8. Support caregiver advocacy.

Organizations like the National Alliance for Caregiving or AARP use some of their resources to advocate for caregiving needs like legislation that allows caregivers to have rights and instruction in hospitals.
When you have a chance, spread the word about support measures to show your caregiver you care. Similarly, simply spreading awareness for some of the common struggles caregivers face can demonstrate the same interest in their wellbeing.

9. Consider worst-case scenarios.

Bringing up plans for worst-case scenarios is easy to put off or avoid. It isn’t easy to think about what it might look like if we run out of money, suffer a medical crisis or can no longer take care of children. But these are important things to consider so that your needs are known should the worst happen.

Save your caregiver the stress of being unprepared or having to bring up an awkward conversation by setting aside time to talk through emergency preparations. Everyone will rest easier knowing there’s a plan and any necessary paperwork in place for unexpected emergencies.

See “How to be Prepared for Emergencies” for some ideas.

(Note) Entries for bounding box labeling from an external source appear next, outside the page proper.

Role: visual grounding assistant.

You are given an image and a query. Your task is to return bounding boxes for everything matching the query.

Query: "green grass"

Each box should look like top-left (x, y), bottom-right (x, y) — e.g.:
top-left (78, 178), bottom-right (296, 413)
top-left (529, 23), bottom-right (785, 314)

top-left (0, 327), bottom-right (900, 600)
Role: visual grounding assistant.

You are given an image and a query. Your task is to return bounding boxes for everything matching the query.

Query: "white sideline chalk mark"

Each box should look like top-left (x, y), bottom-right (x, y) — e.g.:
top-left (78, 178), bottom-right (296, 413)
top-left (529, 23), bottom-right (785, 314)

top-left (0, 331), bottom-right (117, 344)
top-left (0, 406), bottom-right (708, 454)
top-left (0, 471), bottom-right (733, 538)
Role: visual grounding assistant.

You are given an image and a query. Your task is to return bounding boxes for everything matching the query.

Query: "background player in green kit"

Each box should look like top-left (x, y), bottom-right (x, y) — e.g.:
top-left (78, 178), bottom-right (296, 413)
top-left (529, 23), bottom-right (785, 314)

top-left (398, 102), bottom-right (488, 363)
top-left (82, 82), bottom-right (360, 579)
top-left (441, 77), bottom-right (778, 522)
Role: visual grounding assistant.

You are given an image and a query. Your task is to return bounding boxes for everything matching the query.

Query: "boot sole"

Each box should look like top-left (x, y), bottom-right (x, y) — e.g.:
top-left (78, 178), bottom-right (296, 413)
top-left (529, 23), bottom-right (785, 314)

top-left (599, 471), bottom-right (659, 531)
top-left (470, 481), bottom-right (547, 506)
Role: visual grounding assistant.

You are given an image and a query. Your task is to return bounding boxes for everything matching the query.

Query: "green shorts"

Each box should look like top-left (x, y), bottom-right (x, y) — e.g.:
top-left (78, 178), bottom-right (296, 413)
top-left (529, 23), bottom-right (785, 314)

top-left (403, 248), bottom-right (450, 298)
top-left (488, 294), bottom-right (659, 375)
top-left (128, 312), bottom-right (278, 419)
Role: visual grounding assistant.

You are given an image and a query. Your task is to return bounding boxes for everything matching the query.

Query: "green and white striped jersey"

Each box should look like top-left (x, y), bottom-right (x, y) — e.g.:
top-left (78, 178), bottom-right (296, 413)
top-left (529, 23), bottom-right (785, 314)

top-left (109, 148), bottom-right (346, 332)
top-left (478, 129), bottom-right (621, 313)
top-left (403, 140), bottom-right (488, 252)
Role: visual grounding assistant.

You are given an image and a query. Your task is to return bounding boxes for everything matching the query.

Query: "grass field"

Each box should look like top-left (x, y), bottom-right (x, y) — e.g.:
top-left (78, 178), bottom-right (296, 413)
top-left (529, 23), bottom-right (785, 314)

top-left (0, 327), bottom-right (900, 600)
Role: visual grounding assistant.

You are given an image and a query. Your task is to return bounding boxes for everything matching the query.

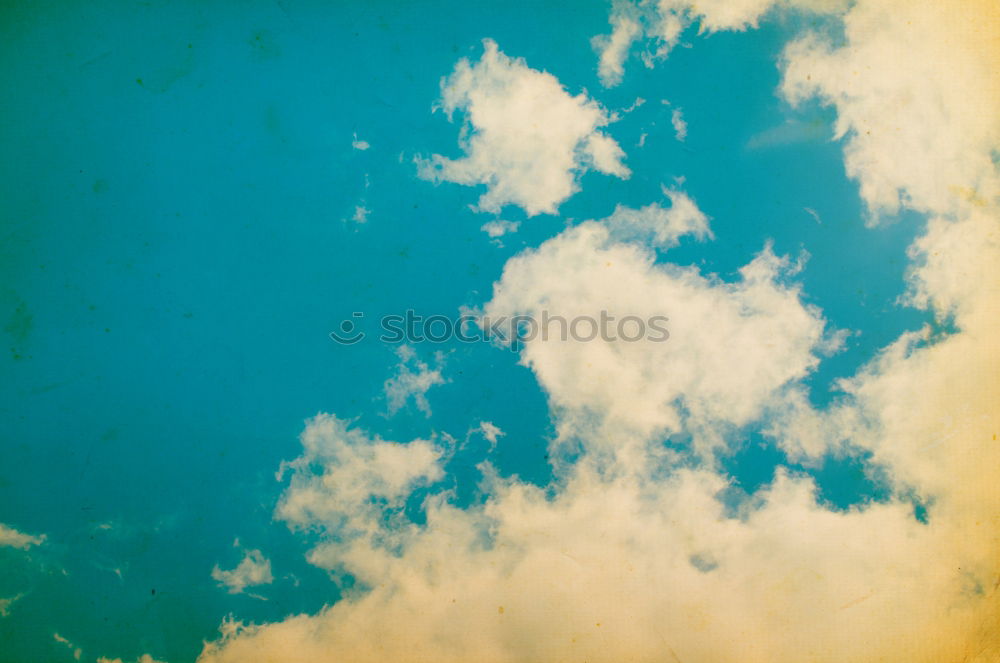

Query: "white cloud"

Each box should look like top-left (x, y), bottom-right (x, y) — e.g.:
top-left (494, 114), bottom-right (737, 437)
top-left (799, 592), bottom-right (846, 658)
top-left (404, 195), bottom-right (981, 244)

top-left (97, 654), bottom-right (164, 663)
top-left (485, 218), bottom-right (824, 462)
top-left (670, 108), bottom-right (687, 142)
top-left (592, 0), bottom-right (848, 87)
top-left (351, 205), bottom-right (371, 223)
top-left (212, 550), bottom-right (274, 594)
top-left (0, 594), bottom-right (24, 617)
top-left (52, 633), bottom-right (83, 661)
top-left (417, 40), bottom-right (629, 215)
top-left (0, 523), bottom-right (45, 550)
top-left (351, 133), bottom-right (371, 151)
top-left (201, 0), bottom-right (1000, 663)
top-left (782, 1), bottom-right (1000, 219)
top-left (384, 345), bottom-right (446, 416)
top-left (602, 187), bottom-right (712, 249)
top-left (276, 415), bottom-right (444, 568)
top-left (480, 219), bottom-right (521, 239)
top-left (592, 13), bottom-right (642, 87)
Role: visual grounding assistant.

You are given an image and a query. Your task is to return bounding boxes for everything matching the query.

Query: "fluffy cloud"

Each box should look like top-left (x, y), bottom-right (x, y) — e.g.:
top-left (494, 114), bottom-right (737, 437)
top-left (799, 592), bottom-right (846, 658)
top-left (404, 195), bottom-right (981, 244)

top-left (385, 345), bottom-right (445, 416)
top-left (479, 219), bottom-right (521, 239)
top-left (602, 187), bottom-right (712, 249)
top-left (212, 550), bottom-right (274, 594)
top-left (418, 40), bottom-right (629, 215)
top-left (202, 0), bottom-right (1000, 663)
top-left (592, 0), bottom-right (848, 87)
top-left (0, 523), bottom-right (45, 550)
top-left (782, 1), bottom-right (1000, 218)
top-left (485, 214), bottom-right (825, 462)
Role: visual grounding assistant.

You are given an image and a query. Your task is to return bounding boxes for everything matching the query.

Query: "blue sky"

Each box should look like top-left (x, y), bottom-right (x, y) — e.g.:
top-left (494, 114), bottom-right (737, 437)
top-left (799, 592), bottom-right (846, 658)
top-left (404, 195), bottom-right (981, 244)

top-left (0, 0), bottom-right (1000, 662)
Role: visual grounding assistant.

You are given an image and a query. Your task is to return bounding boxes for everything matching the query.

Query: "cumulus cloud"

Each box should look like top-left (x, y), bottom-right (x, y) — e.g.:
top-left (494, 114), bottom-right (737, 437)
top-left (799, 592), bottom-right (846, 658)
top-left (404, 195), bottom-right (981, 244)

top-left (97, 654), bottom-right (163, 663)
top-left (0, 523), bottom-right (45, 550)
top-left (592, 0), bottom-right (848, 87)
top-left (782, 1), bottom-right (1000, 220)
top-left (384, 345), bottom-right (445, 416)
top-left (212, 550), bottom-right (274, 594)
top-left (417, 40), bottom-right (629, 215)
top-left (602, 187), bottom-right (712, 249)
top-left (201, 0), bottom-right (1000, 663)
top-left (480, 219), bottom-right (521, 239)
top-left (0, 594), bottom-right (24, 617)
top-left (276, 415), bottom-right (444, 579)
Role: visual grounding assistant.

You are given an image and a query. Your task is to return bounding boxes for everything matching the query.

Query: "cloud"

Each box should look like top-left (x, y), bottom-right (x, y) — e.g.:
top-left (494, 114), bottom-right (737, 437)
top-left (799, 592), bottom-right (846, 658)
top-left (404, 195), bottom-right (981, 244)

top-left (212, 550), bottom-right (274, 594)
top-left (601, 187), bottom-right (712, 249)
top-left (276, 414), bottom-right (444, 578)
top-left (591, 13), bottom-right (642, 87)
top-left (782, 0), bottom-right (1000, 219)
top-left (591, 0), bottom-right (848, 87)
top-left (384, 345), bottom-right (445, 416)
top-left (417, 40), bottom-right (629, 215)
top-left (200, 0), bottom-right (1000, 663)
top-left (670, 108), bottom-right (687, 142)
top-left (0, 523), bottom-right (45, 550)
top-left (52, 633), bottom-right (83, 661)
top-left (0, 593), bottom-right (24, 617)
top-left (351, 132), bottom-right (371, 151)
top-left (480, 219), bottom-right (521, 239)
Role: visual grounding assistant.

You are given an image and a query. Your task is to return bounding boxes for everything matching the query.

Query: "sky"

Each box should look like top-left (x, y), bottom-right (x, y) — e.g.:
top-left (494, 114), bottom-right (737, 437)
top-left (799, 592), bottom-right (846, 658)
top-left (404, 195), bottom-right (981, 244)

top-left (0, 0), bottom-right (1000, 663)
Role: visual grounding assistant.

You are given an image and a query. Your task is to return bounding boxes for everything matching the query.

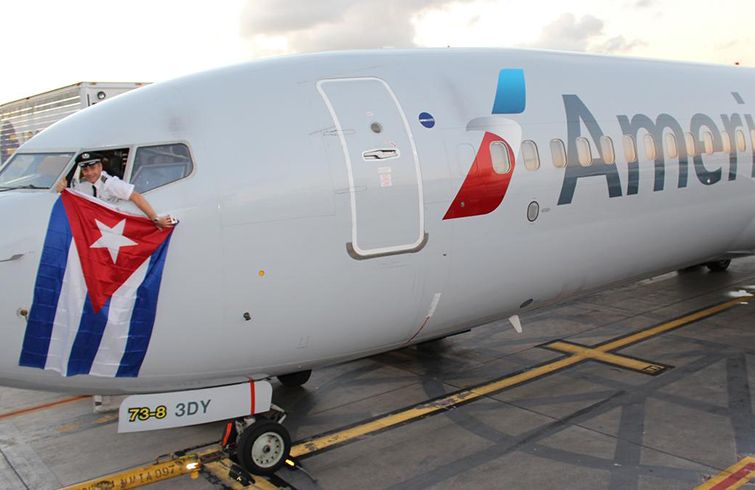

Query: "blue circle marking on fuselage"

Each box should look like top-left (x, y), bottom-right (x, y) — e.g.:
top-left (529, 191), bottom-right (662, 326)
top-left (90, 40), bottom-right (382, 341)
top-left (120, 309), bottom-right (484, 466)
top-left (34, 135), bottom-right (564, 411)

top-left (419, 112), bottom-right (435, 129)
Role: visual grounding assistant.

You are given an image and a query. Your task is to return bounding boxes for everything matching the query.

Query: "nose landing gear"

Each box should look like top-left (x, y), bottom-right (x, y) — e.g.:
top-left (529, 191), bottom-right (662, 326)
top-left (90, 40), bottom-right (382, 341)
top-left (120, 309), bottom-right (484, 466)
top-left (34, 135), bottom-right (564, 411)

top-left (223, 405), bottom-right (291, 476)
top-left (236, 420), bottom-right (291, 475)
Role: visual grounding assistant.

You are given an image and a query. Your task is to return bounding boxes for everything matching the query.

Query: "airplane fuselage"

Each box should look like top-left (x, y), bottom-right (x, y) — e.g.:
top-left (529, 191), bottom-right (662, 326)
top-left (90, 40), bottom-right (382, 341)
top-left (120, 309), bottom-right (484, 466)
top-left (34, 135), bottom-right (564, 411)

top-left (0, 49), bottom-right (755, 393)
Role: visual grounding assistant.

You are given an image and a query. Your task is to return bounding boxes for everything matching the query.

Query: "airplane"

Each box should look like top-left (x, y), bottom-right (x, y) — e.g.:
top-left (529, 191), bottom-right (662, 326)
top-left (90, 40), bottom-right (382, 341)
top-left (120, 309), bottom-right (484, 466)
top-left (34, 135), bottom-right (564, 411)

top-left (0, 49), bottom-right (755, 474)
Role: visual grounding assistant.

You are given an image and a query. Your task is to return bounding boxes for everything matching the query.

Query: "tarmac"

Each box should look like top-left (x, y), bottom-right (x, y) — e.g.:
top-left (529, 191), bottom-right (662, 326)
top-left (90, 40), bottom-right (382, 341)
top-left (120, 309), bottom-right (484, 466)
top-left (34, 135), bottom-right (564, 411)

top-left (0, 258), bottom-right (755, 490)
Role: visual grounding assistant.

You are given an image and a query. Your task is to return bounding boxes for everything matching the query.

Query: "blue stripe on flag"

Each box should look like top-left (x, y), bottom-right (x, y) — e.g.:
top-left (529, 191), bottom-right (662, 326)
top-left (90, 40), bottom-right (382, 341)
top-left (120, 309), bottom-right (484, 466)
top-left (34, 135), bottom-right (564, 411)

top-left (115, 237), bottom-right (171, 378)
top-left (18, 199), bottom-right (72, 369)
top-left (66, 295), bottom-right (110, 376)
top-left (493, 68), bottom-right (527, 114)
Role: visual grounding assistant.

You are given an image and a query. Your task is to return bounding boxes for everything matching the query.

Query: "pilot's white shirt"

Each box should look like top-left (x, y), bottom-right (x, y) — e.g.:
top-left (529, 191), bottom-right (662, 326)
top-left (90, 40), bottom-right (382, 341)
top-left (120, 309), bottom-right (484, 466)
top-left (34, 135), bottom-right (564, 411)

top-left (73, 171), bottom-right (134, 203)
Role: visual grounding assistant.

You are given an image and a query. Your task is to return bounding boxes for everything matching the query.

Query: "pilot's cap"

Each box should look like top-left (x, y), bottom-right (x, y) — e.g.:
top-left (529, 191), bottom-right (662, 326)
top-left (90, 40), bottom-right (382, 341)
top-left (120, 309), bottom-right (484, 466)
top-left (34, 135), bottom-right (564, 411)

top-left (76, 151), bottom-right (102, 168)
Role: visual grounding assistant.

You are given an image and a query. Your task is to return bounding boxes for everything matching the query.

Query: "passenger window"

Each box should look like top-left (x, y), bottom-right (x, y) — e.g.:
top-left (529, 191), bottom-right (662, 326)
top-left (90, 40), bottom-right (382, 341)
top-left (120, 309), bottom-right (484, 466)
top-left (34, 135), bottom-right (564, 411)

top-left (577, 136), bottom-right (592, 167)
top-left (490, 141), bottom-right (511, 174)
top-left (643, 134), bottom-right (656, 160)
top-left (703, 129), bottom-right (713, 155)
top-left (600, 136), bottom-right (616, 165)
top-left (622, 134), bottom-right (637, 162)
top-left (721, 131), bottom-right (731, 153)
top-left (684, 133), bottom-right (697, 157)
top-left (663, 133), bottom-right (679, 158)
top-left (522, 140), bottom-right (540, 170)
top-left (131, 143), bottom-right (194, 192)
top-left (735, 129), bottom-right (747, 151)
top-left (551, 138), bottom-right (568, 168)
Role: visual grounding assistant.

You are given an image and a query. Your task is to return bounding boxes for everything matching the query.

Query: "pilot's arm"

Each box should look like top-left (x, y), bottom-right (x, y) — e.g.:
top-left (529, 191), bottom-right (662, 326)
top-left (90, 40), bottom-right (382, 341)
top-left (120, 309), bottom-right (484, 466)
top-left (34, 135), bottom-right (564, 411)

top-left (55, 177), bottom-right (68, 194)
top-left (129, 191), bottom-right (173, 228)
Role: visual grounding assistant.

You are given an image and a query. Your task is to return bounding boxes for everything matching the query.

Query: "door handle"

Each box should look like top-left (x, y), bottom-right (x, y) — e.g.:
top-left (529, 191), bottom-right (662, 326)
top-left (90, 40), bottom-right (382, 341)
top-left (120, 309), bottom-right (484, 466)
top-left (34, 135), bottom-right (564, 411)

top-left (362, 148), bottom-right (399, 161)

10. Practice your own self-care.

If you don’t take care of your own needs, none of the rest matters. This includes the big, health-related things such as exercise, drinking water, eating right, getting enough sleep, and staying on your treatment plan. It also includes small things that keep you grounded and bring you joy, like art, downtime, writing, and treating yourself to ice cream or live music occasionally. What you do for someone else is likely to suffer if you haven’t first met your own needs.

Hopefully these 10 ideas help you consider small ways you might be able to show care for your caregiver. As Mother Theresa once said: “It is not how much you do, but how much love you put in the doing.”